Cuando el señor Bradbury llegó poco
después de que cayera la tormenta ofreciéndonos una aspiradora americana, ni mi
madre ni yo podíamos saber cuánta influencia llegaría a tener aquel anciano
hombre en nuestras vidas. Era tan increíblemente anciano. Y tan frágil y
enfermizo en apariencia. Por donde quiera que se lo mirase tenía mucho más de
cien años. El señor Bradbury vestía un sobretodo de color azul eléctrico, cuyas
mangas, ensanchadas y extremadamente largas, le llegaban casi hasta las
rodillas. A decir verdad, no se desenvolvía con gracia como suelen
desenvolverse los viejos a esa edad, pero sabía llevar con distinción su
hermoso bastón de caoba.
Aquel bastón de caoba con punta de oro
debía valer muchísimo dinero. Me animaba, a veces, el tonto deseo de
preguntarle cuántos dólares había pagado por él, pero de inmediato desechaba la
idea pues ese tipo de interrogatorio no se hace a un hombre mayor de edad. ¡Y
que además vendía aspiradoras americanas!
Con rapidez nos explicaba las múltiples y
apasionantes funciones de los botones mientras limpiaba el aparador inglés y la
vieja alfombra de la sala. Quedamos encantadísimas con los resultados y
decidimos comprar el producto en el instante. Ciento noventa dólares. Trato
hecho. El señor Bradbury, en señal de profundo agradecimiento, prometió
visitarnos a la tarde para tomar con nosotras el té.
No sabría cómo explicarlo, pero llegó a la
cita convenida con un traje verde claro de estupendo corte y un aspecto casi
juvenil. No parecía el mismo señor Bradbury que había aparecido durante la gran
tormenta. En ciertos momentos de afectuosidad se lo veía hasta seductor. De
hecho, sobrepasaba largamente los cien años. Misterio. Conversamos sobre tantas
cosas. Las pinturas de Miguel Ángel, los cuentos de Borges, la promoción de
nuevas invenciones lingüísticas que aumentaba el tiraje de las novelas breves,
la naturaleza, las flores... Mi madre, que apenas intervenía en la conversación
con un sí o con un no, tuvo la buena idea de dejarnos solos yéndose a la cocina
para preparar el segundo servicio del té.
Me encantaba oír hablar al señor Bradbury.
Él me explicaba, sin sonrojarse, misteriosas prácticas sexuales de los pájaros.
(Mi madre hubiera pegado un grito de escándalo de haberlo estado oyendo).
Precisamente, una pareja de palomas había bajado sobre las ramas del duraznero
del patio cuando sentí que toda yo me había transformado en una paloma. El
señor Bradbury, en cambio, era un cuervo. Un arrogante y hermoso cuervo. Dando
breves aleteos conseguimos subir sobre el aparador inglés. Sin embargo nuestros
picos no conseguían sujetarse el uno del otro por lo que caímos violentamente
en el piso. Aún intentábamos besarnos. Yo sentía que amaba a aquel hombre; lo
amaba mucho antes de que viniera a golpear nuestra puerta ofreciéndonos la
aspiradora americana. Me seducía su cultísima charla, la ligera aspereza, como
de nueces, de sus manos, el misterio de sus ciento cinco años, sus largas uñas,
más propias de una mujer, con las que se rascaba el mentón. Oh, yo lo amaba.
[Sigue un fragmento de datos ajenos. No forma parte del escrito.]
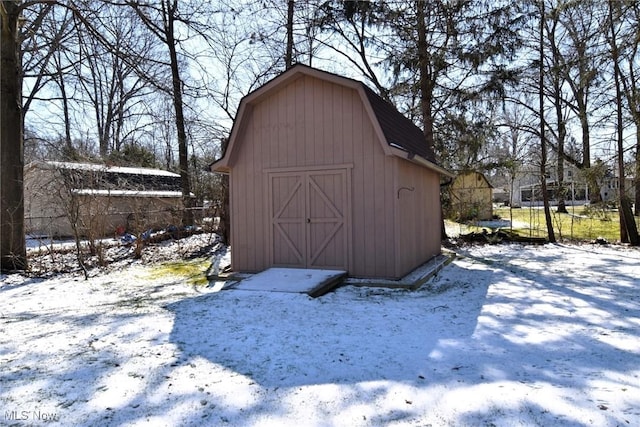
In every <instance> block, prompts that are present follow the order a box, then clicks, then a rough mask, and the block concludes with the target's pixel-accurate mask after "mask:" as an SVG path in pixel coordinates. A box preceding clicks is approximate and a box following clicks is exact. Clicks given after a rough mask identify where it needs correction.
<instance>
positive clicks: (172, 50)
mask: <svg viewBox="0 0 640 427" xmlns="http://www.w3.org/2000/svg"><path fill="white" fill-rule="evenodd" d="M167 6H168V10H167V11H166V19H167V21H166V22H167V28H166V29H165V33H166V37H167V46H168V47H169V58H170V61H171V77H172V83H173V106H174V108H175V113H176V132H177V137H178V163H179V167H180V179H181V181H182V202H183V205H184V211H183V213H182V225H183V226H187V225H193V211H192V207H193V199H192V197H191V181H190V177H189V157H188V153H187V131H186V125H185V120H184V106H183V103H182V79H181V78H180V65H179V63H178V52H177V50H176V40H175V35H174V22H175V14H176V13H177V7H178V2H177V0H175V1H174V2H172V3H171V4H170V5H167Z"/></svg>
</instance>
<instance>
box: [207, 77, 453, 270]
mask: <svg viewBox="0 0 640 427" xmlns="http://www.w3.org/2000/svg"><path fill="white" fill-rule="evenodd" d="M211 170H212V171H217V172H223V173H228V174H230V180H229V181H230V214H231V247H232V268H233V269H234V271H240V272H256V271H262V270H264V269H266V268H269V267H276V266H279V267H297V268H327V269H338V270H345V271H347V272H348V273H349V274H350V275H351V276H354V277H371V278H390V279H396V278H400V277H402V276H404V275H405V274H406V273H408V272H410V271H411V270H413V269H414V268H416V267H418V266H420V265H421V264H423V263H425V262H426V261H428V260H429V259H430V258H432V257H434V256H436V255H438V254H439V253H440V243H441V207H440V175H442V174H445V175H450V174H449V172H447V171H446V170H444V169H443V168H441V167H440V166H438V165H437V164H436V161H435V156H434V153H433V149H432V147H429V146H427V144H426V143H425V139H424V136H423V133H422V131H421V130H420V129H419V128H418V127H417V126H415V124H414V123H413V122H412V121H411V120H409V119H407V118H406V117H404V116H403V115H402V114H400V113H399V112H398V111H397V110H396V109H395V108H394V107H393V106H392V105H391V104H389V103H387V102H385V101H384V100H383V99H382V98H380V97H379V96H377V95H376V94H375V93H374V92H373V91H372V90H371V89H369V88H368V87H367V86H366V85H364V84H363V83H361V82H359V81H356V80H352V79H348V78H345V77H341V76H338V75H335V74H331V73H327V72H324V71H320V70H317V69H314V68H311V67H307V66H304V65H296V66H294V67H292V68H290V69H289V70H287V71H285V72H284V73H282V74H281V75H279V76H278V77H276V78H274V79H273V80H271V81H269V82H268V83H266V84H265V85H264V86H262V87H260V88H258V89H257V90H255V91H254V92H252V93H250V94H249V95H247V96H246V97H244V98H243V99H242V100H241V102H240V106H239V109H238V113H237V117H236V120H235V122H234V124H233V128H232V130H231V135H230V139H229V144H228V146H227V149H226V151H225V153H224V155H223V157H222V158H221V159H220V160H218V161H217V162H215V163H213V164H212V165H211Z"/></svg>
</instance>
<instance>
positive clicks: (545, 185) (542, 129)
mask: <svg viewBox="0 0 640 427" xmlns="http://www.w3.org/2000/svg"><path fill="white" fill-rule="evenodd" d="M544 20H545V12H544V2H542V3H541V6H540V70H539V84H540V88H539V90H540V93H539V96H540V145H541V151H542V158H541V160H540V186H541V188H542V201H543V203H544V217H545V222H546V223H547V236H548V239H549V242H550V243H555V241H556V235H555V233H554V231H553V222H552V220H551V210H550V209H549V195H548V194H547V141H546V138H545V136H544V135H545V122H544Z"/></svg>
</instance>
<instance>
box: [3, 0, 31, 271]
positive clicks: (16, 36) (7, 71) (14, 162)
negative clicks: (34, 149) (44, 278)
mask: <svg viewBox="0 0 640 427" xmlns="http://www.w3.org/2000/svg"><path fill="white" fill-rule="evenodd" d="M21 13H22V5H21V1H17V0H14V1H3V2H1V3H0V33H1V34H0V162H1V165H2V166H1V170H0V271H5V270H16V269H19V270H22V269H26V268H27V253H26V243H25V237H24V232H25V225H24V187H23V174H24V172H23V168H24V162H23V160H24V154H23V144H24V139H23V136H24V135H23V117H22V68H21V56H20V29H19V23H20V17H21Z"/></svg>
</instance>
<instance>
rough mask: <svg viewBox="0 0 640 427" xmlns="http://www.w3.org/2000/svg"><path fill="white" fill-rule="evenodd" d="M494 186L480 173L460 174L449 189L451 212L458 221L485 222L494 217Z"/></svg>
mask: <svg viewBox="0 0 640 427" xmlns="http://www.w3.org/2000/svg"><path fill="white" fill-rule="evenodd" d="M492 192H493V186H492V185H491V184H490V183H489V181H488V180H487V178H486V177H485V176H484V175H483V174H481V173H480V172H475V171H465V172H462V173H460V174H458V175H457V176H456V177H455V179H454V180H453V182H452V183H451V186H450V187H449V194H450V201H451V210H452V214H453V216H454V217H455V218H456V219H457V220H461V221H466V220H471V219H475V220H480V221H485V220H489V219H491V218H492V217H493V194H492Z"/></svg>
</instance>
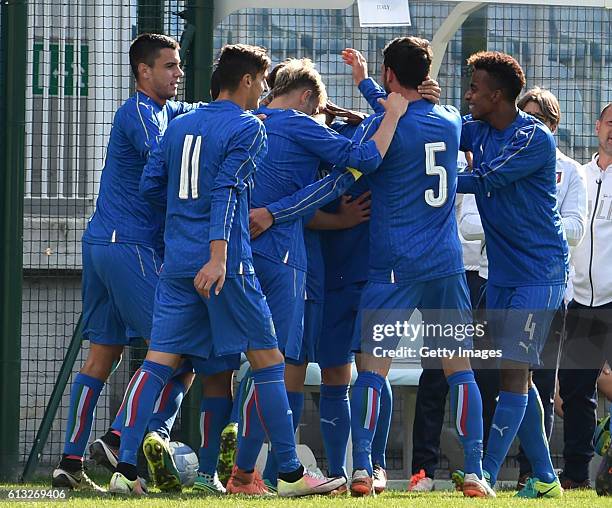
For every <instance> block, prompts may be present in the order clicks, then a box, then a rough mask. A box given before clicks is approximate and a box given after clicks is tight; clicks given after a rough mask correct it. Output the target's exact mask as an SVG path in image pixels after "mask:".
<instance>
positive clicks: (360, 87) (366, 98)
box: [358, 78, 387, 114]
mask: <svg viewBox="0 0 612 508" xmlns="http://www.w3.org/2000/svg"><path fill="white" fill-rule="evenodd" d="M358 88H359V91H360V92H361V95H363V97H364V98H365V100H366V101H368V104H369V105H370V107H371V108H372V109H373V110H374V112H375V113H377V114H378V113H384V112H385V108H383V107H382V105H380V104H379V103H378V99H386V98H387V92H385V90H384V88H382V87H381V86H380V85H379V84H378V83H377V82H376V81H374V80H373V79H372V78H367V79H364V80H362V81H361V83H359V86H358Z"/></svg>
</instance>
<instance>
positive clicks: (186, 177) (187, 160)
mask: <svg viewBox="0 0 612 508" xmlns="http://www.w3.org/2000/svg"><path fill="white" fill-rule="evenodd" d="M192 144H194V143H193V134H187V135H186V136H185V141H184V142H183V157H182V159H181V181H180V184H179V198H180V199H189V181H190V178H189V170H190V168H191V197H192V199H198V177H199V174H200V147H201V146H202V136H198V137H197V138H196V142H195V144H194V147H193V153H192V150H191V145H192Z"/></svg>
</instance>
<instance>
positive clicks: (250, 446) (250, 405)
mask: <svg viewBox="0 0 612 508" xmlns="http://www.w3.org/2000/svg"><path fill="white" fill-rule="evenodd" d="M242 381H243V382H241V383H240V386H241V390H240V392H239V394H238V398H239V403H238V408H239V415H238V450H237V452H236V465H237V466H238V468H240V469H242V470H244V471H251V470H253V469H254V468H255V463H256V462H257V456H258V455H259V452H260V451H261V447H262V446H263V443H264V441H265V439H266V435H265V432H264V430H263V427H262V425H261V421H260V420H259V415H258V414H257V406H256V404H255V384H254V382H253V374H252V372H249V374H248V375H246V376H245V377H244V378H243V380H242Z"/></svg>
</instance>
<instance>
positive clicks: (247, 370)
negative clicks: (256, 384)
mask: <svg viewBox="0 0 612 508" xmlns="http://www.w3.org/2000/svg"><path fill="white" fill-rule="evenodd" d="M250 377H251V370H250V369H249V370H247V371H246V372H245V374H244V377H243V378H242V379H241V380H240V384H239V385H238V391H237V392H236V395H234V403H233V404H232V414H231V415H230V422H231V423H238V421H239V420H240V401H241V400H242V394H244V392H245V390H246V384H247V381H248V380H249V378H250Z"/></svg>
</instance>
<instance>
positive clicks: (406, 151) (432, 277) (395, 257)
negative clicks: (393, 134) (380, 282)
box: [355, 100, 463, 283]
mask: <svg viewBox="0 0 612 508" xmlns="http://www.w3.org/2000/svg"><path fill="white" fill-rule="evenodd" d="M381 120H382V115H374V116H372V117H370V118H368V119H366V120H365V121H364V122H362V124H361V125H360V128H359V130H358V131H357V132H356V133H355V138H361V139H368V137H369V136H371V135H372V133H373V132H374V131H375V130H376V128H377V127H378V125H379V124H380V122H381ZM460 129H461V117H460V116H459V113H458V111H457V110H456V109H455V108H453V107H451V106H438V105H434V104H431V103H430V102H427V101H425V100H419V101H416V102H412V103H410V105H409V107H408V111H407V112H406V114H405V115H404V116H403V117H402V118H401V119H400V121H399V123H398V126H397V130H396V132H395V136H394V137H393V141H392V143H391V146H390V147H389V150H388V151H387V154H386V155H385V158H384V159H383V162H382V164H381V165H380V167H379V168H378V170H377V171H376V172H374V173H372V174H371V175H369V177H368V182H369V184H370V188H371V190H372V216H371V219H370V271H369V280H371V281H375V282H391V283H412V282H418V281H425V280H432V279H437V278H442V277H446V276H449V275H452V274H456V273H460V272H462V271H463V260H462V251H461V242H460V241H459V236H458V232H457V221H456V218H455V194H456V188H457V152H458V148H459V137H460V132H461V130H460Z"/></svg>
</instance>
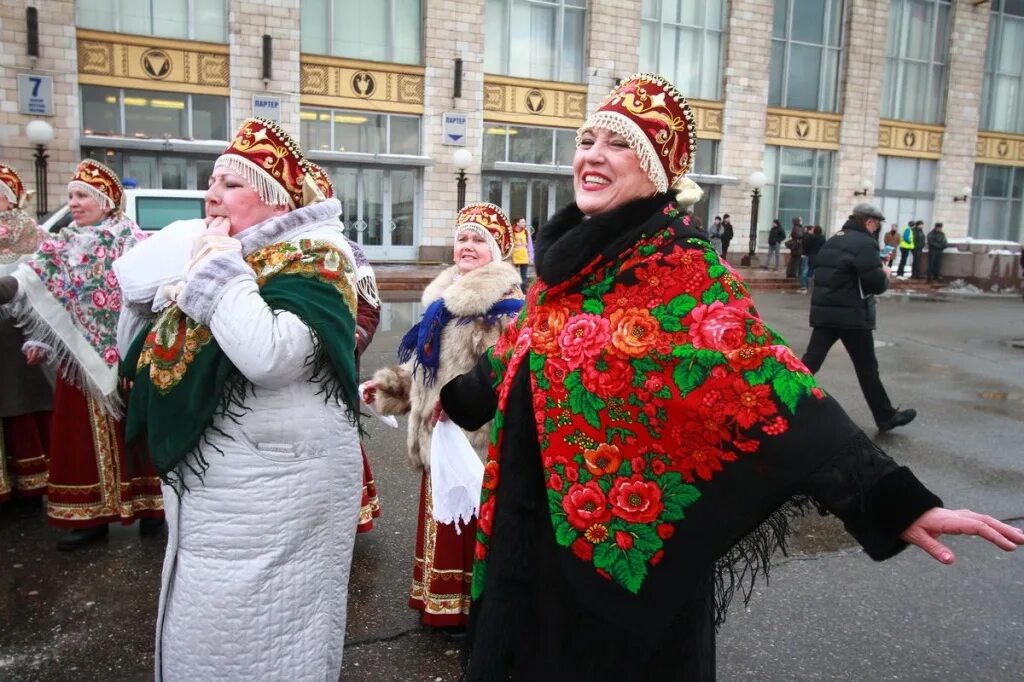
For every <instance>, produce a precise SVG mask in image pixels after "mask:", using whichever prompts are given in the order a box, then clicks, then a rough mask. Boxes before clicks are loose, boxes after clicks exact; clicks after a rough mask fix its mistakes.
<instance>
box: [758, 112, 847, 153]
mask: <svg viewBox="0 0 1024 682" xmlns="http://www.w3.org/2000/svg"><path fill="white" fill-rule="evenodd" d="M841 121H842V117H841V116H840V115H839V114H822V113H820V112H804V111H799V110H787V109H769V110H768V116H767V117H766V118H765V142H766V143H768V144H780V145H782V146H802V147H808V148H814V150H838V148H839V133H840V122H841Z"/></svg>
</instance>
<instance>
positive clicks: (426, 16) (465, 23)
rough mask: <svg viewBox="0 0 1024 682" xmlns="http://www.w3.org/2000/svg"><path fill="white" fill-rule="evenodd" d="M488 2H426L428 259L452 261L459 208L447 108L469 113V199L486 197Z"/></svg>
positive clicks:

Sin embargo, nuestros picos no conseguían amoldarse al beso. Podía sentir su
aliento de cuervo en mi rostro, pero eso no me bastaba. ¡Qué difíciles son los
caminos del amor!
Cuando mi madre apareció con el segundo
servicio de té, levantamos vuelo, huyendo por las ventanas abiertas. La bandeja
y las tazas de porcelana cayeron al suelo con una explosión. Nunca olvidaré el
rostro asustado de mi madre mientras lanzaba un grito de horror.